И вдруг гибельный чей-то конец...

Пусть от горя душа как оглохла,

Но ты чувствуешь: пахнет чебрец.

С недоумением, с испугом понял: опять сочинил стишки. Не отстает от меня, не отвязывается сочинительство. В такие-то минуты! А может, именно такие-то минуты и рождают поэзию?

Какую поэзию? Рифмоплетство - и больше ничего! Что за наказание в конце-то концов! До сочинения ли стихов командиру стрелковой роты лейтенанту Глушкову? Но, похоже, лейтенант Глушков их вроде бы и не сочиняет, они вроде бы сами рождаются. А ну их к бисовой матери! Хотя вообще-то надо бы стишата не забыть. На всякий случай записать. Показать бы кому, посоветоваться. Кому же, как не Феде Трушину? Боязно. Засмеет...

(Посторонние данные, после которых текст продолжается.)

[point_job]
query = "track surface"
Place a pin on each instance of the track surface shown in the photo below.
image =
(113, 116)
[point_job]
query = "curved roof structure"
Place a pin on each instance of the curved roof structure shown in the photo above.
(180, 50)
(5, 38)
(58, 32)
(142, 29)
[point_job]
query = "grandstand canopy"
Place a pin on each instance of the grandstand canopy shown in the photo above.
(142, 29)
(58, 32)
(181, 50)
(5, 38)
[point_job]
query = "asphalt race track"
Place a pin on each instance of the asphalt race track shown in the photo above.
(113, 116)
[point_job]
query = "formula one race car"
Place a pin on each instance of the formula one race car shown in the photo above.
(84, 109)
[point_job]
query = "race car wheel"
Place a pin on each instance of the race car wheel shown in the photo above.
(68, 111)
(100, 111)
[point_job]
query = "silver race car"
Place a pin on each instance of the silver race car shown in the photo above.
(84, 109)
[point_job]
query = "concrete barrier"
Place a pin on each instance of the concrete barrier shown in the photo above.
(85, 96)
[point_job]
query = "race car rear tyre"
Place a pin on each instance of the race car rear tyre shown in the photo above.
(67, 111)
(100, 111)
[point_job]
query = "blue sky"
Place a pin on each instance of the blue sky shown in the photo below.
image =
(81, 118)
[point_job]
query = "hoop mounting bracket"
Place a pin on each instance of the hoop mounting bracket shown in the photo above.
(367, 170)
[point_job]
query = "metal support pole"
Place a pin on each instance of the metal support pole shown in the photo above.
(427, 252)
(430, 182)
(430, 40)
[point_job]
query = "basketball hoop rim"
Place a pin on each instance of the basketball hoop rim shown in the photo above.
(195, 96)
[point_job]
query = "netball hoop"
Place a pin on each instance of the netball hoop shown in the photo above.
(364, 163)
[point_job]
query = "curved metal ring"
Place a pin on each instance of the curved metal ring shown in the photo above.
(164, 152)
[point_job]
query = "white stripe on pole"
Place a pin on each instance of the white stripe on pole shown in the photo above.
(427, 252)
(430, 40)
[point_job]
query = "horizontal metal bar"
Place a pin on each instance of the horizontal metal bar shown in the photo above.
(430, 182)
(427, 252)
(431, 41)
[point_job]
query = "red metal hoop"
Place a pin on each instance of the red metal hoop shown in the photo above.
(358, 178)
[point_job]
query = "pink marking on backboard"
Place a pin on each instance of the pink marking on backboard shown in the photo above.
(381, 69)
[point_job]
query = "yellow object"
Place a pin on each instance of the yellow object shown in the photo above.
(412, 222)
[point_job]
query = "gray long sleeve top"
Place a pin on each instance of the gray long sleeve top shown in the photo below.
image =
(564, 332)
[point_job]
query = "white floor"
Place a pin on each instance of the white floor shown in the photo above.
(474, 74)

А Егорша Свиридов исполнял свое новое - и последнее, предсмертное танго без музыкального сопровождения. Как там было?

"Подари мне забвенье, подари мне любовь..." И чем это хуже моих стишков? А я морщился... Ах, Егор, Егор, зачем ты погиб...

Сочинить бы стихотворение про тебя, про Филиппа Головастикова...

А жизнь, конечно, продолжалась. Продолжалась война. Мы продолжали продвигаться на юг. В небе солнышко, но реки вздутые, и с ними беда: мосты взорваны или снесены, а там, где разрушены дамбы, поля залиты водой, туда и не суйся, засядешь: пехота - по шею, танки - по башню. Дышится тяжело: испарения, воздух волглый. Зеркальным блеском слепит разлившаяся вода:

под ней, невидимые, рис и просо, а торчат там и сям головы подсолнухов и кукурузные початки, стебли тоже под водой. Все это - по обе стороны насыпи, она ведет прямо куда нам нужно, но вдруг обрывается провалом: дамба взорвана. Ситуация: пути назад нет и вперед не можем двигаться. Выход один: ремонтировать дамбу, чтоб ей ни дна ни покрышки!

Опять выручают местные жители. Из сумерек появляются мужчины, женщины, старики, дети. Невероятный гвалт, восклицания: "Шанго! Хао! [Хорошо (кит.)]". Хорошо, что нас так встречают, плохо - что дамба взорвана. Китайцы растолковывают нам отчасти словами, но больше жестами: они помогут. Помогут? Вот это хао!

Китайцы разбежались и вернулись из деревни с тачками, лопатами, корзинами на коромыслах, некоторые прихватили с собой арбузы, дыни, огурцы, помидоры и теперь совали всю эту вкуснятину нам. Сами нищие, полуголодные, а попробуй откажись. Ну, спасибо! Шапго! Хао! Пока командир саперной роты расставлял людей, мы расправились с арбузами и дынями.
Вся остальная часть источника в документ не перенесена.